Simon, if only I had known four months ago that you'd be looking for Sarracenia seed, I could have sent you thousands! (with any luck i will be able to offer you Darlingtonia seeds in a couple of months; my plants made four big seed pods!) And FYI: Sarracenia can be grown in pure Peat if that's all you can get, but I prefer a 50/50 mix with coarse sand. Surely you can get sand? By the way, it's a good idea to "wash" the Peat before you use it; it generally has some salts in it that can be present in toxic amounts (manufacturers tend to add fertilizer these days, but it can be present naturally). Soak your Peat in a bucket of clean (rain or RO) water overnight, then squeeze as much out of it as you can. Some folks advocate two cycles of this, but I only do one.
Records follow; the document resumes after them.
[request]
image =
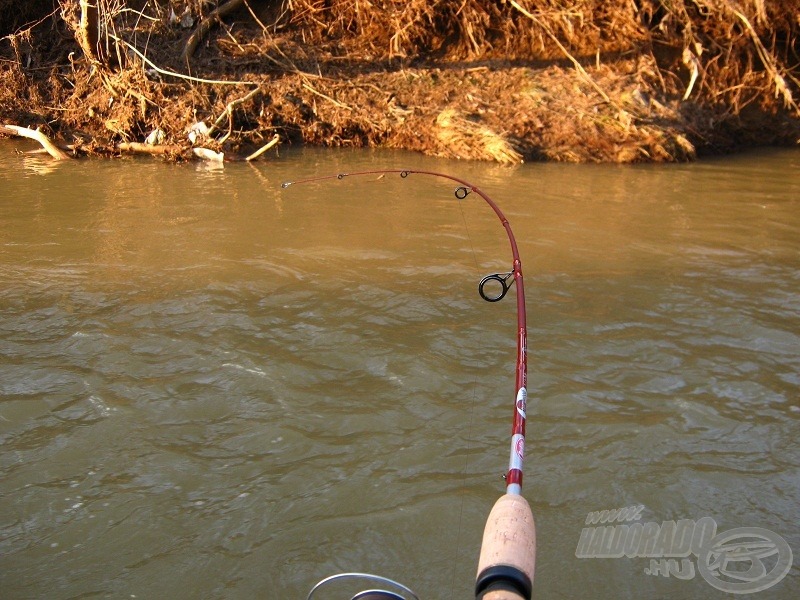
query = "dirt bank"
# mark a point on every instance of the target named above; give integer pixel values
(477, 79)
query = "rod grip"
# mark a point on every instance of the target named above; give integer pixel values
(508, 552)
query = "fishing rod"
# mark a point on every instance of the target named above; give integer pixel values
(508, 551)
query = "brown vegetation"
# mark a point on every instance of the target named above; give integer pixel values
(506, 80)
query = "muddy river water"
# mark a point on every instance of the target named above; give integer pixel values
(212, 387)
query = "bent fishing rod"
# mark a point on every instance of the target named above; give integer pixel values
(508, 552)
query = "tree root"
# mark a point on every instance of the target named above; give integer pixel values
(37, 135)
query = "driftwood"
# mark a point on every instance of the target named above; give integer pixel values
(205, 26)
(275, 139)
(37, 135)
(153, 149)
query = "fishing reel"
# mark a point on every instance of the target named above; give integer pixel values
(396, 591)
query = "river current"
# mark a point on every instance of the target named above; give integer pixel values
(214, 387)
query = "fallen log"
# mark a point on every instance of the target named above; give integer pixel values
(155, 150)
(37, 135)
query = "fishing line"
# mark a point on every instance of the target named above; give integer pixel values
(504, 281)
(492, 288)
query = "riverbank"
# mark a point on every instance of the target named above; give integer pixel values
(180, 76)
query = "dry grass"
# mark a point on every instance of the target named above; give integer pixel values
(569, 80)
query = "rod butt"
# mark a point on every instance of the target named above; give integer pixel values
(508, 552)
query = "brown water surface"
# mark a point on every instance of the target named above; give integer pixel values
(211, 387)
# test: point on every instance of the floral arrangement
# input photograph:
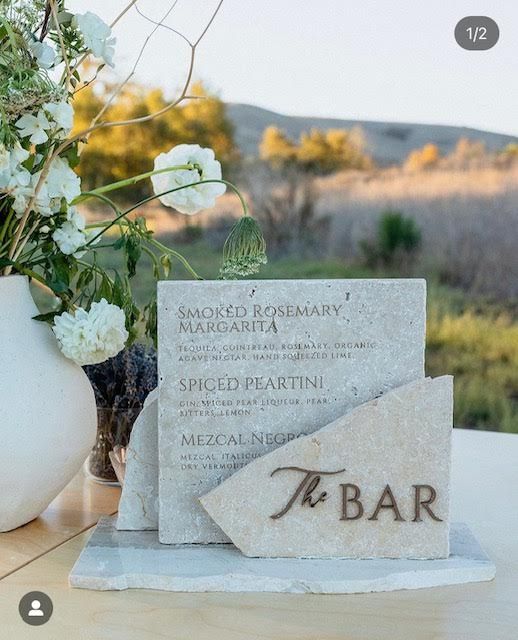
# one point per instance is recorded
(43, 47)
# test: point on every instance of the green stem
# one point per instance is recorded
(164, 193)
(6, 224)
(130, 181)
(176, 255)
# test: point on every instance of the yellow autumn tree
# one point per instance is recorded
(318, 151)
(115, 153)
(276, 148)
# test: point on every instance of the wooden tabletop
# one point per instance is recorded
(38, 557)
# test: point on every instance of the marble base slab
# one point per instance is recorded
(117, 560)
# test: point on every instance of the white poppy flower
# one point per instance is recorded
(62, 115)
(34, 126)
(96, 34)
(76, 218)
(68, 238)
(195, 198)
(44, 54)
(62, 181)
(90, 337)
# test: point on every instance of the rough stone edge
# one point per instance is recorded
(480, 570)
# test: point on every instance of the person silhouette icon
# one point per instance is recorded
(35, 609)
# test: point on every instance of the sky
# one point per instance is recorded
(386, 60)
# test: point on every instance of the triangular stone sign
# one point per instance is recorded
(374, 483)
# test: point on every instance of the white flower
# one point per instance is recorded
(68, 238)
(76, 218)
(44, 54)
(195, 198)
(14, 178)
(12, 173)
(62, 181)
(34, 126)
(96, 34)
(90, 337)
(62, 115)
(72, 235)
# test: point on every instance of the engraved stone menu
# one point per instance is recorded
(373, 484)
(247, 366)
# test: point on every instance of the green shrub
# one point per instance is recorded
(398, 237)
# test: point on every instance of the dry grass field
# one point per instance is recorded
(468, 221)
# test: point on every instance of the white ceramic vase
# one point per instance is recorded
(48, 415)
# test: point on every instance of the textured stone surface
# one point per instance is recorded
(246, 366)
(399, 440)
(129, 559)
(138, 506)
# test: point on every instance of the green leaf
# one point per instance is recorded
(47, 317)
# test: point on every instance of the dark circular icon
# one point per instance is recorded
(477, 33)
(35, 608)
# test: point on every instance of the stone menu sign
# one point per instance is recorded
(248, 366)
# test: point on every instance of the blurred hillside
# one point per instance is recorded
(342, 198)
(387, 142)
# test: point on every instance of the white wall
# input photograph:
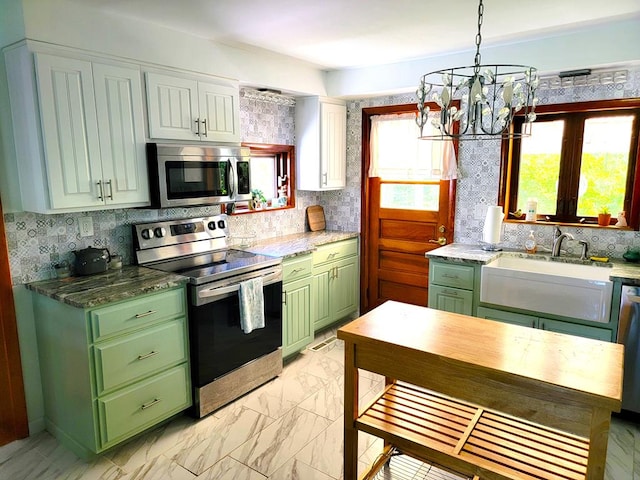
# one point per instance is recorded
(76, 25)
(615, 43)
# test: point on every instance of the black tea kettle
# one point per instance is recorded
(91, 260)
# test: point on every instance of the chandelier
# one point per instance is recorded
(489, 96)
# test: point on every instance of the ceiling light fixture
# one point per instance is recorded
(490, 96)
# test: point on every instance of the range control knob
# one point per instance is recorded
(147, 234)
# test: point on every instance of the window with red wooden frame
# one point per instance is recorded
(580, 159)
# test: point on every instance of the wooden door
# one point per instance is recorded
(395, 240)
(13, 410)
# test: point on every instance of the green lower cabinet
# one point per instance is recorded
(451, 299)
(507, 317)
(551, 325)
(297, 316)
(576, 329)
(335, 291)
(111, 372)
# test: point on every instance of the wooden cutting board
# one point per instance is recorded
(315, 217)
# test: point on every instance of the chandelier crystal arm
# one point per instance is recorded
(490, 96)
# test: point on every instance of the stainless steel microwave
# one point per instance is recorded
(190, 175)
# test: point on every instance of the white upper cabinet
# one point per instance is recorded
(321, 143)
(91, 119)
(182, 108)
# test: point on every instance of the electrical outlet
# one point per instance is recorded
(86, 226)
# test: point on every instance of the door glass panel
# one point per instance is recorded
(605, 162)
(410, 196)
(540, 166)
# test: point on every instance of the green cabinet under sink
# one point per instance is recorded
(455, 287)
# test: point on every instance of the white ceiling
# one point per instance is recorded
(337, 34)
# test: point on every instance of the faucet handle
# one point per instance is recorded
(556, 231)
(585, 247)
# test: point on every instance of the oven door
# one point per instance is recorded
(218, 343)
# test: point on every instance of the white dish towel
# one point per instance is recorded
(251, 305)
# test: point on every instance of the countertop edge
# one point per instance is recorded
(621, 271)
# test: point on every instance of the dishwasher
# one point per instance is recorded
(629, 336)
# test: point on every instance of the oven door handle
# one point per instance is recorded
(267, 279)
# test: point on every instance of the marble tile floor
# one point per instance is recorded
(288, 429)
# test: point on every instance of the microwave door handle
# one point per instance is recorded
(232, 181)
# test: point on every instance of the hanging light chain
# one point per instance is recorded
(478, 38)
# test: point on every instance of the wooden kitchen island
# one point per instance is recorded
(488, 400)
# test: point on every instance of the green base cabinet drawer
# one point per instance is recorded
(131, 410)
(125, 359)
(451, 299)
(335, 251)
(507, 317)
(296, 268)
(576, 329)
(137, 313)
(450, 275)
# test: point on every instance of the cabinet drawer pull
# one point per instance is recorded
(155, 401)
(101, 194)
(147, 355)
(108, 182)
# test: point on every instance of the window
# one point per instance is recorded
(273, 175)
(579, 159)
(409, 169)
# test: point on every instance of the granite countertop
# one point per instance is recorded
(297, 243)
(102, 288)
(627, 273)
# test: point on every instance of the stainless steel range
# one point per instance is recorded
(226, 362)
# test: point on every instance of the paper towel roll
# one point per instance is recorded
(493, 225)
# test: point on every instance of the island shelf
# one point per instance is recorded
(484, 399)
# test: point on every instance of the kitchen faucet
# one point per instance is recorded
(558, 237)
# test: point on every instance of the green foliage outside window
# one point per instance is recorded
(602, 182)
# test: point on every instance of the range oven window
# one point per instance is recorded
(192, 179)
(218, 343)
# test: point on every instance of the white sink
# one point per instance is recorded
(570, 290)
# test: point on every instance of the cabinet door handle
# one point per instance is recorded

I wasn't looking 4 months ago, Paul. But! The more I read the more into it I'm getting so I decided to see if I could grow a few I need to read more as my books arrive (Barry Rice's book is next to arrive over the next few days along with one of Adrian Slack's... looking forward to that a lot), and speak to more people as I go...
Sand is no problem. I have a source for Canadian peat... don't know whether it is any good but the lady says it is straight peat not mixed with anything and she is trying to get me to buy it by the trailer load . How someone in Tasmania, Australia, gets hold of so much Canadian peat is beyond my comprehension. I only want a few bags of it because at the moment I have virtually nothing except my Dioneae while starting to venture into beginner Drosera (capensis), and Nepenthes (ventricosa)too (will email you later tonight about this actually as I have some Nepenthes seeds on their way...). The water here is fine as I'm on filtered tank water (rain water), not town water. I was amazing to see how the Dioneae picked up once they were put outside in the rain! So... I'm not really chasing Sarracenia seed... I've just ordered some to experiment and learn from atm.